10. Our independent analysis of the provisions of the 1961 Act does not lead to an interpretation that the maternity benefits cannot survive or go beyond the duration of employment of the applicant thereof. The expression employed in the legislation is maternity benefits [in Section 2(h)] and not leave. Section 5(2) of the statute, which we have quoted above, stipulates the conditions on the fulfilment of which such benefits would accrue. Section 5(3) lays down the maximum period for which such benefits could be granted. The last proviso to Section 5(3) makes the benefits applicable even in a case where the applicant woman dies after delivery of the child, for the entire period she would have been otherwise entitled to. Further, there is an embargo on the employer from dismissing or discharging a woman who absents herself from work in accordance with the provisions of the Act during her absence. This embargo has been imposed under Section 12(2)(a) of the Act. The expression “discharge” is of wide import, and it would include “discharge on conclusion of the contractual period”. Further, by virtue of operation of Section 27, the Act overrides any agreement or contract of service found inconsistent with the 1961 Act.
11. In our opinion, a combined reading of these provisions in the factual context of this case would lead to the conclusion that once the appellant fulfilled the entitlement criteria specified in Section 5(2) of the Act, she would be eligible for full maternity benefits even if such benefits exceed the duration of her contract.

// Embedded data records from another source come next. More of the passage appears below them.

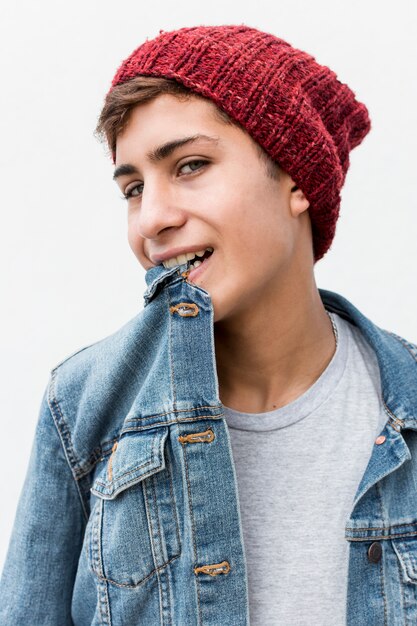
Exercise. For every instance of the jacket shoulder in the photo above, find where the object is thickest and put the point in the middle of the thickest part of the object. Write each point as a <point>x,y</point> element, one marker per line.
<point>408,345</point>
<point>91,390</point>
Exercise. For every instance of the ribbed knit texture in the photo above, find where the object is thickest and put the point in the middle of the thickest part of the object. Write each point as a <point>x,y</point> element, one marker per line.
<point>295,108</point>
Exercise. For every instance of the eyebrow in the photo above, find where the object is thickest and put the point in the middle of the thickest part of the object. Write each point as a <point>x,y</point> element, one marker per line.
<point>162,152</point>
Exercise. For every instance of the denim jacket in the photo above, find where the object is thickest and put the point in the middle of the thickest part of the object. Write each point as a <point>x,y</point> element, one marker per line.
<point>129,513</point>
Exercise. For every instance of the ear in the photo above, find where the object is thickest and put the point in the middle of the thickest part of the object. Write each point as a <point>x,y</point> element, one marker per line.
<point>298,201</point>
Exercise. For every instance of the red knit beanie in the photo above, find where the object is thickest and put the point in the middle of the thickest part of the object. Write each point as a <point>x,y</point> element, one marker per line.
<point>296,109</point>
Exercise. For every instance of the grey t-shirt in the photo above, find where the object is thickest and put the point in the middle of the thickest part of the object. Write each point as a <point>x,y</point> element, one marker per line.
<point>298,469</point>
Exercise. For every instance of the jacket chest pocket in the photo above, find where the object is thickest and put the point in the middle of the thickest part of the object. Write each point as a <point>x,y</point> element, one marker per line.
<point>133,527</point>
<point>406,551</point>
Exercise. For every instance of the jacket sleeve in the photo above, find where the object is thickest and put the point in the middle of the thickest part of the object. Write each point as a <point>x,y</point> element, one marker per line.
<point>42,558</point>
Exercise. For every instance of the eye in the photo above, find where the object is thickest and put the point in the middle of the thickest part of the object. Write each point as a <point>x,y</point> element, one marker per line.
<point>133,191</point>
<point>199,162</point>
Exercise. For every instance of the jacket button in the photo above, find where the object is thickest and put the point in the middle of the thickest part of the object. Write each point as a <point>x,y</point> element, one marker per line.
<point>375,552</point>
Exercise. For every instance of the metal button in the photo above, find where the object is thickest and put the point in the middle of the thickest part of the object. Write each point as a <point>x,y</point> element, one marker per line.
<point>375,552</point>
<point>185,309</point>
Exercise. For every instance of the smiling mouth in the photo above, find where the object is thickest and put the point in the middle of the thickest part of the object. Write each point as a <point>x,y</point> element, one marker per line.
<point>193,259</point>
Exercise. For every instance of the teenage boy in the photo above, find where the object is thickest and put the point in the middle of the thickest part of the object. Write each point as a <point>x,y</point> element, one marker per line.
<point>244,449</point>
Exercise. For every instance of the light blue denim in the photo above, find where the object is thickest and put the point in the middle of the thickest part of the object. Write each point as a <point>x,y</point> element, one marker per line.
<point>148,531</point>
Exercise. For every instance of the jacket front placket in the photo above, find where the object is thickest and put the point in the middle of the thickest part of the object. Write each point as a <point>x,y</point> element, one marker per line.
<point>213,550</point>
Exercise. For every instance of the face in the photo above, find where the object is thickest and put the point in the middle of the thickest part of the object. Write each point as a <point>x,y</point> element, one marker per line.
<point>192,182</point>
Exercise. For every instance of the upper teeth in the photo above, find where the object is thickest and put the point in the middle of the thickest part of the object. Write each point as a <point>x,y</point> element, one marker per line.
<point>183,258</point>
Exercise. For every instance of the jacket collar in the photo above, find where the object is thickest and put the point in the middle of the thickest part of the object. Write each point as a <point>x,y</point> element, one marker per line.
<point>397,359</point>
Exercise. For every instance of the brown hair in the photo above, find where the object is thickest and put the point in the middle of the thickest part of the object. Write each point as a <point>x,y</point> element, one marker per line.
<point>123,98</point>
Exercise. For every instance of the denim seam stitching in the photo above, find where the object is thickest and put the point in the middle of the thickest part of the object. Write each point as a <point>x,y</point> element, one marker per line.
<point>400,577</point>
<point>382,537</point>
<point>200,617</point>
<point>65,438</point>
<point>150,527</point>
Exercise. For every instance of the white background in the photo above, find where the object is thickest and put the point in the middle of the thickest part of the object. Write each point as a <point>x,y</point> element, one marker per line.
<point>68,276</point>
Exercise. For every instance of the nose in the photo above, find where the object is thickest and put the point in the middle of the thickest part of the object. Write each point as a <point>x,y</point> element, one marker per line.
<point>159,210</point>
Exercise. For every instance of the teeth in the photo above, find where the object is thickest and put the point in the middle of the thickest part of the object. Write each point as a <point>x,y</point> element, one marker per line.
<point>183,258</point>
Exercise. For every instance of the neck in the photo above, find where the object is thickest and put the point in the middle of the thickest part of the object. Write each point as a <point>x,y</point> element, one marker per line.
<point>271,354</point>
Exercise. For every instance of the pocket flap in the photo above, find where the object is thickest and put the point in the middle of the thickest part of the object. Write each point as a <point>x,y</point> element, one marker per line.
<point>137,456</point>
<point>407,555</point>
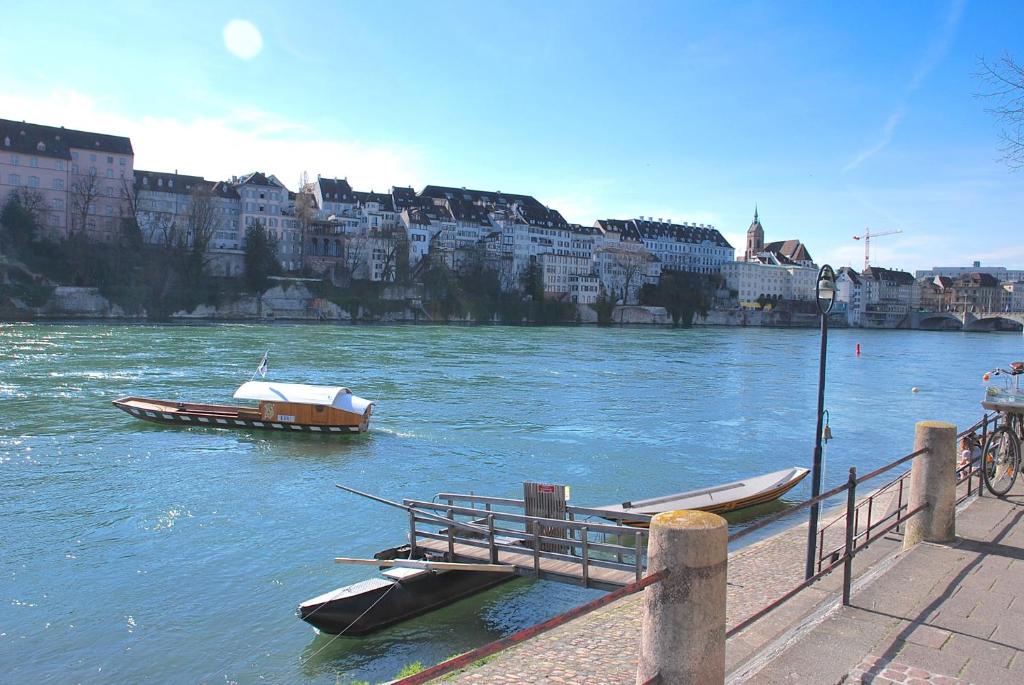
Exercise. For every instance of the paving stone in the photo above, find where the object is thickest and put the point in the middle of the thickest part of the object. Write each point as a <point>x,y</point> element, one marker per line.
<point>933,616</point>
<point>928,636</point>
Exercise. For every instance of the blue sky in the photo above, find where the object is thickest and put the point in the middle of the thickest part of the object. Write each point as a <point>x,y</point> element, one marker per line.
<point>830,117</point>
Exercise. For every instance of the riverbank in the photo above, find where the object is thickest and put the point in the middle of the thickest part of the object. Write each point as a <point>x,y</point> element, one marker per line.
<point>108,515</point>
<point>295,303</point>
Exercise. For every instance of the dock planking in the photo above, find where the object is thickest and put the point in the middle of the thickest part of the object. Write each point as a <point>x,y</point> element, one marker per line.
<point>527,564</point>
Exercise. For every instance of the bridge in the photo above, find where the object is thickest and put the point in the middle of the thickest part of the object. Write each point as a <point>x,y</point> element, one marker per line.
<point>970,320</point>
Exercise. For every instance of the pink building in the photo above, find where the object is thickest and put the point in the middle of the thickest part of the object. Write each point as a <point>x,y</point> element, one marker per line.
<point>77,180</point>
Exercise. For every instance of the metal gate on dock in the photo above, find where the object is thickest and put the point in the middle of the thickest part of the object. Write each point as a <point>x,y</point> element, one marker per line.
<point>541,534</point>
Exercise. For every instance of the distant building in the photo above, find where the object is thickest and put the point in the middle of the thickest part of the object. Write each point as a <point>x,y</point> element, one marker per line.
<point>779,270</point>
<point>887,297</point>
<point>977,292</point>
<point>1013,300</point>
<point>1000,272</point>
<point>76,180</point>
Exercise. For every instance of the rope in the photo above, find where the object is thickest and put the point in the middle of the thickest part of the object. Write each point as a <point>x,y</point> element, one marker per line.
<point>338,635</point>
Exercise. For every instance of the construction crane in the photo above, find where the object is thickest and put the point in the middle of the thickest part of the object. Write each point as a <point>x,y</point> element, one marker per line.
<point>867,241</point>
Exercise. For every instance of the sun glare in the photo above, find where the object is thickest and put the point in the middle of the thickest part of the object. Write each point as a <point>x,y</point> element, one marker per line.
<point>243,39</point>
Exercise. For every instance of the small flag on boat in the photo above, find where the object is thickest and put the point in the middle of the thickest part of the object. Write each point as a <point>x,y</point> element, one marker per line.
<point>263,366</point>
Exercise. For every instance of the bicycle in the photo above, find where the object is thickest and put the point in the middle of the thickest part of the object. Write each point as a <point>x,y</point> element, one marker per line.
<point>1000,456</point>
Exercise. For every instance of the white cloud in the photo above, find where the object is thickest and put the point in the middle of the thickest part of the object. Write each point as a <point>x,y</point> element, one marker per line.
<point>887,136</point>
<point>243,39</point>
<point>233,143</point>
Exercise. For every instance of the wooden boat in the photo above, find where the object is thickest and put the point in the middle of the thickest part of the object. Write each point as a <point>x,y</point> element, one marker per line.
<point>719,499</point>
<point>283,407</point>
<point>402,593</point>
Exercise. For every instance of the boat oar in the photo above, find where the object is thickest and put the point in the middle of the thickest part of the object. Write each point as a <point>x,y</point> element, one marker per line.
<point>427,565</point>
<point>421,512</point>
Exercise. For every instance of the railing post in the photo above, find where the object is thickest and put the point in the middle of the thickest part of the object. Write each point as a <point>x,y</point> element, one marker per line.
<point>491,539</point>
<point>412,533</point>
<point>933,483</point>
<point>584,537</point>
<point>683,626</point>
<point>451,515</point>
<point>851,509</point>
<point>537,549</point>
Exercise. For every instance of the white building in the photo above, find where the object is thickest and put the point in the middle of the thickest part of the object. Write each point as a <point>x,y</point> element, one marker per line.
<point>686,247</point>
<point>877,297</point>
<point>1000,272</point>
<point>1014,298</point>
<point>770,280</point>
<point>173,208</point>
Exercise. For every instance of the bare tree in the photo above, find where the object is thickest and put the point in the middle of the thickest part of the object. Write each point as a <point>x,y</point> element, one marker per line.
<point>202,218</point>
<point>1005,81</point>
<point>35,204</point>
<point>85,190</point>
<point>387,245</point>
<point>628,267</point>
<point>355,252</point>
<point>305,212</point>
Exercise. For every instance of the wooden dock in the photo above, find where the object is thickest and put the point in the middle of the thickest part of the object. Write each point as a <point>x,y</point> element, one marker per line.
<point>541,536</point>
<point>565,571</point>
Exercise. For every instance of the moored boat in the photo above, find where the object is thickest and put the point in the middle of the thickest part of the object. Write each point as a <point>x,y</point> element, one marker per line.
<point>719,499</point>
<point>283,407</point>
<point>401,593</point>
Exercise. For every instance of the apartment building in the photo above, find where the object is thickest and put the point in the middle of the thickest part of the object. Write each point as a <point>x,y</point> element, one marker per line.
<point>75,180</point>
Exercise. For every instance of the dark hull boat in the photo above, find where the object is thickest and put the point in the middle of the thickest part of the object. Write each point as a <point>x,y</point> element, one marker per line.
<point>400,594</point>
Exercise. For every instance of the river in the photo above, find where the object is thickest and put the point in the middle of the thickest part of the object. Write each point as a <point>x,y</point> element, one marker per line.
<point>140,553</point>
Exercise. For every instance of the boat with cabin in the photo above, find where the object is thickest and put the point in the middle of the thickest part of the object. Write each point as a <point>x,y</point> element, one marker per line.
<point>282,407</point>
<point>718,499</point>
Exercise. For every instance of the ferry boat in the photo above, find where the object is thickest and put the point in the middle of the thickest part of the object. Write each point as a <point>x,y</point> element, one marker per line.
<point>283,407</point>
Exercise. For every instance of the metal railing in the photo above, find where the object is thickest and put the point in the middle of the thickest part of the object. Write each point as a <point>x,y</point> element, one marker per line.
<point>855,537</point>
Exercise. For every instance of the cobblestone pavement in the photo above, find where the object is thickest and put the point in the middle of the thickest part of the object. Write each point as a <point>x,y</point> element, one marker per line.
<point>877,671</point>
<point>941,613</point>
<point>601,648</point>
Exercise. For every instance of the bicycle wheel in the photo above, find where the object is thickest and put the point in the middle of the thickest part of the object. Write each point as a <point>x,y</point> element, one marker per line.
<point>1000,460</point>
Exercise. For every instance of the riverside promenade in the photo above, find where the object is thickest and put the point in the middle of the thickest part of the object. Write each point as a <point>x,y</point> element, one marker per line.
<point>935,613</point>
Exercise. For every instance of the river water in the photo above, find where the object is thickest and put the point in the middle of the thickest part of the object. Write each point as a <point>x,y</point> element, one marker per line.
<point>139,553</point>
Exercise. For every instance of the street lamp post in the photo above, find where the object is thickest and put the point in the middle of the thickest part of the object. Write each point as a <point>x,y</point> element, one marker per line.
<point>825,293</point>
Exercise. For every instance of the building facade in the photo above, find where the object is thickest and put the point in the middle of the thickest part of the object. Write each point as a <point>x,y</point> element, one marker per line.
<point>75,181</point>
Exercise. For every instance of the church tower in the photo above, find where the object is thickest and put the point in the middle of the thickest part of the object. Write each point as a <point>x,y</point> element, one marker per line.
<point>755,239</point>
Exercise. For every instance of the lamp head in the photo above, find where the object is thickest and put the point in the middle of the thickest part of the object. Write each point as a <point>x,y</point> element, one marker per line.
<point>825,289</point>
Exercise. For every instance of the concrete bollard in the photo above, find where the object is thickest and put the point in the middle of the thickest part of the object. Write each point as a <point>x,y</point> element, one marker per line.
<point>933,479</point>
<point>683,633</point>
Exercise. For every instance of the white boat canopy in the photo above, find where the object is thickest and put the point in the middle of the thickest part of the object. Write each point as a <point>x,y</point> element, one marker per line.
<point>338,397</point>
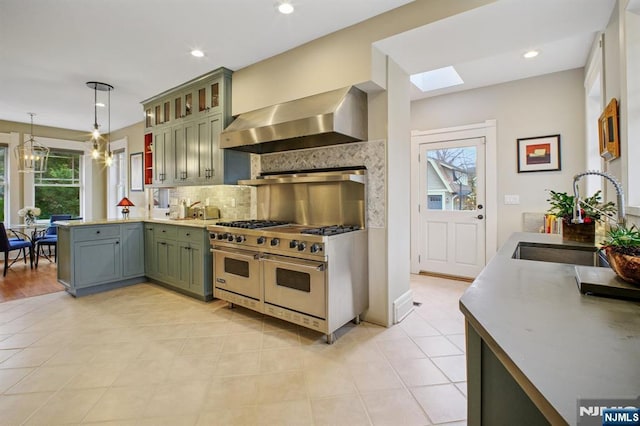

Any attempt to enforce the contract duration term within such period by the employer would constitute “discharge” and attract the embargo specified in Section 12(2)(a) of the 1961 Act. The law creates a fiction in such a case by treating her to be in employment for the sole purpose of availing maternity benefits under the 1961 Act.
12. We, accordingly, set aside the judgment and order of the High Court and as a consequence thereof, the Tribunal’s decision shall also stand invalidated. We allow this appeal and direct the employer to extend maternity benefits as would have been available to the appellant in terms of Sections 5 and 8 of the 1961 Act, after deducting therefrom any sum that may already have been paid to the appellant under the same head or for such purpose. Such benefits, as may be quantified in monetary units, shall be extended to her within a period of three months from the date of communication of this judgment. The orders of the employer rejecting the appellant’s claim on this count shall stand quashed.
13. The present appeal is, accordingly, allowed in the above terms.
14. Pending application(s), if any, shall stand disposed of.
15. There shall be no order as to costs.